The adapter preserves all response parameters in the evaluation row metadata:
# Original response parameters are stored in input_metadata
completion_params = {
    "model": "gpt-4",
    "temperature": 0.7,
    "max_output_tokens": 1000,
    "max_tool_calls": 5,
    "parallel_tool_calls": True,
    "reasoning": {
        "effort": "medium",
        "summary": "The model reasoned through the problem step by step..."
    },
    "top_logprobs": 5,
    "truncation": None,
    "top_p": 0.9
}
Here’s an example of how you can access to response metadata.
rows = adapter.get_evaluation_rows(response_ids=["resp_123"])

for row in rows:
    completion_params = row.input_metadata.completion_params
    
    # Access model parameters
    model = completion_params.get("model")

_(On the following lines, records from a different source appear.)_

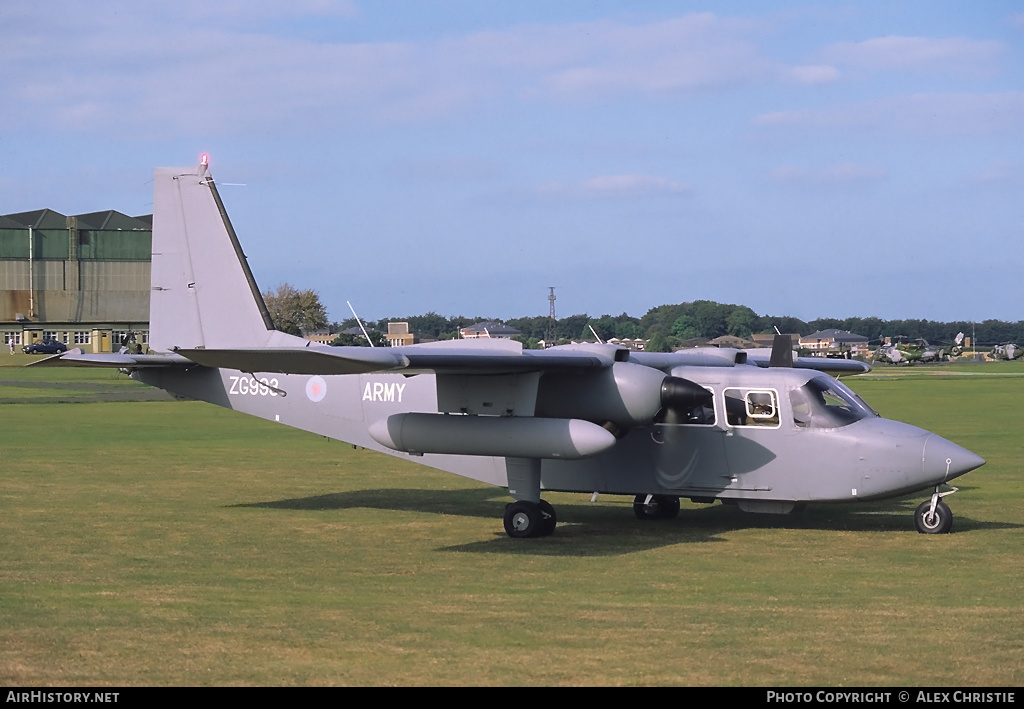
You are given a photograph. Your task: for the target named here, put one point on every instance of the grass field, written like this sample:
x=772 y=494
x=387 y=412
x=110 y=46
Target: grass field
x=163 y=542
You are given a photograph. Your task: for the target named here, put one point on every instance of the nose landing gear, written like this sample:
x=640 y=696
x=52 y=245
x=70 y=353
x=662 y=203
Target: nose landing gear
x=934 y=515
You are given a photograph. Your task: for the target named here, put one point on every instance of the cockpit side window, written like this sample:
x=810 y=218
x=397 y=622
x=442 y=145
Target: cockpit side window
x=752 y=407
x=823 y=403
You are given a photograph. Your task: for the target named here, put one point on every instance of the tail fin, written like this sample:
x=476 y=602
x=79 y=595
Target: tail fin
x=203 y=293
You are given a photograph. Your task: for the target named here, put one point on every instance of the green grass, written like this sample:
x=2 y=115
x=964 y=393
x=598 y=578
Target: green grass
x=176 y=543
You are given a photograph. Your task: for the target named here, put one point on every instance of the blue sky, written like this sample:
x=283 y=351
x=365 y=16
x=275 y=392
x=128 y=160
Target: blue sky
x=808 y=159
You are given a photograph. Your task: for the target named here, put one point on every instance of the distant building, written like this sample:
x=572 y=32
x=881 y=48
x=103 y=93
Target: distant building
x=488 y=328
x=833 y=341
x=323 y=337
x=635 y=344
x=83 y=280
x=398 y=334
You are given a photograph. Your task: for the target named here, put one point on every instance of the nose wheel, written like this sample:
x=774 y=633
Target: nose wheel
x=934 y=515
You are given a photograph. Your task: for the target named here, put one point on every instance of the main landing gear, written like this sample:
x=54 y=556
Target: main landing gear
x=655 y=506
x=934 y=516
x=523 y=518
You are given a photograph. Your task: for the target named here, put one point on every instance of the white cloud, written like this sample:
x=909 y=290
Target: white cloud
x=142 y=73
x=919 y=115
x=954 y=55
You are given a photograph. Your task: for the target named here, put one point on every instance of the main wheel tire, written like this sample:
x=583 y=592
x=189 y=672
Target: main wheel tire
x=523 y=519
x=659 y=507
x=939 y=523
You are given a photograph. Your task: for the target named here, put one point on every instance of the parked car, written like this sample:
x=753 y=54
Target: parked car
x=45 y=347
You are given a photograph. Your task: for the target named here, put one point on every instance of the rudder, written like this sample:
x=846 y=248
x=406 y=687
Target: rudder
x=203 y=293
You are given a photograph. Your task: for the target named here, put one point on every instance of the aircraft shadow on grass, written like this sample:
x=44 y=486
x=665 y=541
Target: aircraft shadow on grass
x=610 y=529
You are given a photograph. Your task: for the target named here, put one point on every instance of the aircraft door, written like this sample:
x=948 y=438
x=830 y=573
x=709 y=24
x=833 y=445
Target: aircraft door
x=689 y=450
x=753 y=433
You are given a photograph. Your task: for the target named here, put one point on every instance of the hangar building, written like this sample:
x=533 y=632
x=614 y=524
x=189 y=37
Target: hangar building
x=83 y=280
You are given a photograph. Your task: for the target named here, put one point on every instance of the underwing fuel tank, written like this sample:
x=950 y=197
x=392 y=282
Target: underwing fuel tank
x=492 y=435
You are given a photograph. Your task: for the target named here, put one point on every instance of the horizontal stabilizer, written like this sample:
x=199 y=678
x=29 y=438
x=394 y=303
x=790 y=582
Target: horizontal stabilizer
x=77 y=358
x=412 y=360
x=300 y=360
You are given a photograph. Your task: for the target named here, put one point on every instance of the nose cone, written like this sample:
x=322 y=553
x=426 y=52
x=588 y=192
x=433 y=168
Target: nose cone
x=942 y=460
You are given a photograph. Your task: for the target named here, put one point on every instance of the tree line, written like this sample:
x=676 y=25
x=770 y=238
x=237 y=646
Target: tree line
x=665 y=327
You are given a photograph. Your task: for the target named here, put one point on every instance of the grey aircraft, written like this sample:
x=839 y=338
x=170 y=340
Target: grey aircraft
x=765 y=430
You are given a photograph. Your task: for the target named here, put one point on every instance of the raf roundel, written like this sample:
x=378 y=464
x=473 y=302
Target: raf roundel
x=315 y=388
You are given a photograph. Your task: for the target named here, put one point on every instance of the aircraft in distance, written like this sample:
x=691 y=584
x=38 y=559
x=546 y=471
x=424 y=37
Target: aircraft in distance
x=765 y=430
x=1008 y=350
x=901 y=351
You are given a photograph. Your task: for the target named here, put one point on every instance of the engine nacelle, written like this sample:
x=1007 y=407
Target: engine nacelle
x=626 y=393
x=492 y=435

    temperature = completion_params.get("temperature")
    max_tokens = completion_params.get("max_output_tokens")
    
    # Access reasoning information (if available)

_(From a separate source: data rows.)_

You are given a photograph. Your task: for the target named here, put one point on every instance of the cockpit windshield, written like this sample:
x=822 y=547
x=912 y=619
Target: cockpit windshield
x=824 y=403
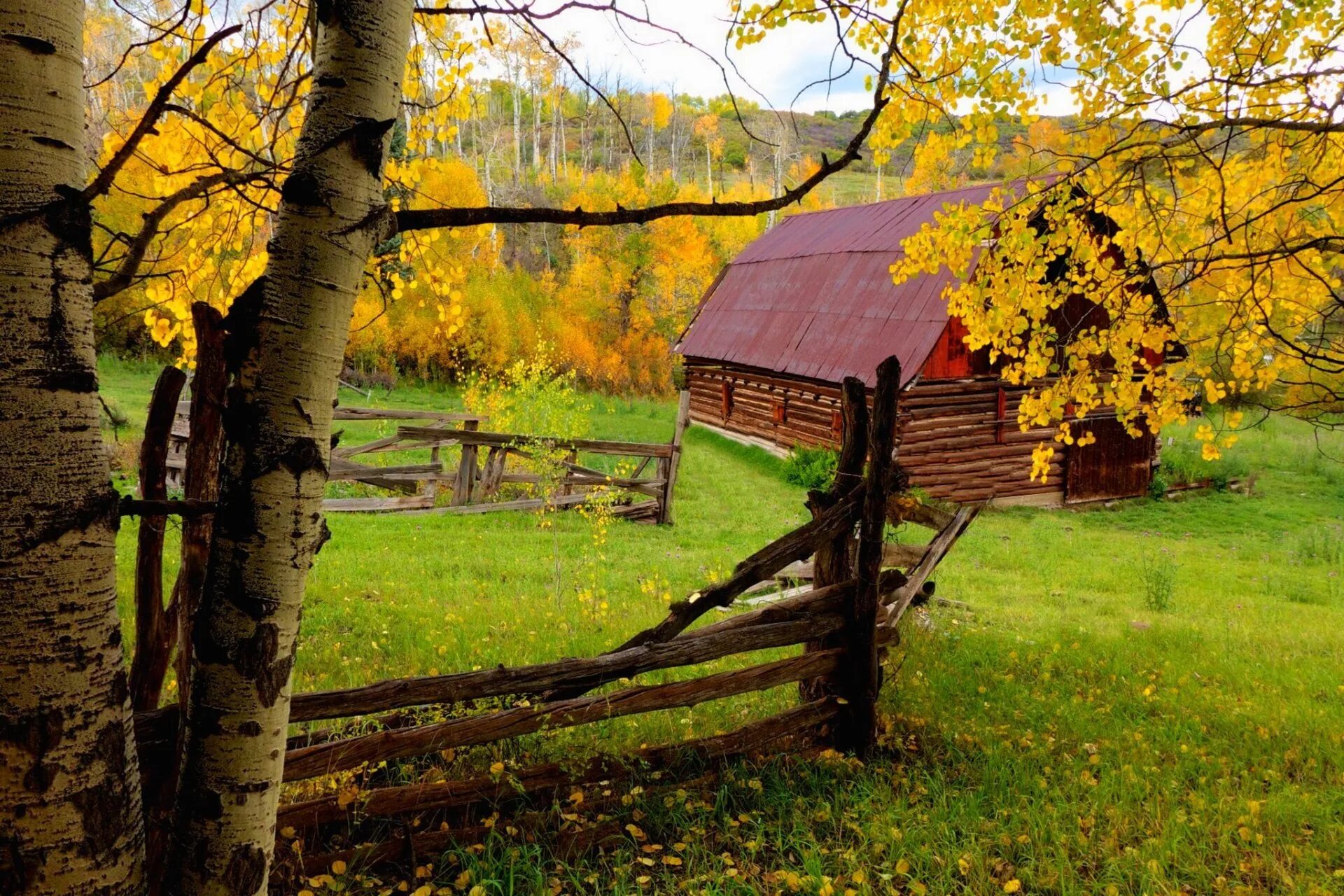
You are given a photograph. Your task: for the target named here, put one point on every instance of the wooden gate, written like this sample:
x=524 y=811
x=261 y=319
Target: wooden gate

    reasoning = completion_params.get("reasoning")
    if reasoning:
        effort = reasoning.get("effort")
        summary = reasoning.get("summary")
        
    print(f"Model: {model}, Temperature: {temperature}")

Complete Example

For a production-ready example that integrates OpenAI Responses with Arena-Hard-Auto evaluation, see: llm_judge_openai_responses.py This example demonstrates response fetching, multi-model comparison, and automated Arena-Hard-Auto judging to create model leaderboards without writing custom evaluation logic.